North Carolina residents who are creating an estate plan and who have homes in more than one state need to decide which one is their legal residence and whether they want to continue using that state as their official residence. Generally, wherever they are registered to vote is the official state of residence. This may affect their estate planning process.
For example, one thing to check is what states have an estate tax. The federal estate tax exemption is $5.45 million for 2016, but many states that have separate estate taxes have exemptions that are far lower. Furthermore, even if a state does not have an estate tax, there may other taxes due when a person dies.
Owning property in multiple states can create complications because it can lead to heirs having to wait for probate processes to conclude in each state. One way to avoid this may be to place real estate in a trust. People may also want to consider having a durable power of attorney in place in each state where they have property or bank accounts so that someone can manage their finances if they are incapacitated.

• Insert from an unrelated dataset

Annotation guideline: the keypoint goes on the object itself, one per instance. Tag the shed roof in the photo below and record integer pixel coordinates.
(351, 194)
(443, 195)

In North Carolina, there is not a state estate tax, but people might want to meet with an attorney to discuss other costs including other taxes, probate fees and trusts. The attorney might be able to offer advice on how clients could best protect their assets and ensure that they pass reasonably quickly to beneficiaries. An attorney might also be useful to address other implications of having property and residence in multiple states that a person might not have thought of. For example, clients might want to consider appointing someone to make health care decisions in each state in the event that they are incapacitated.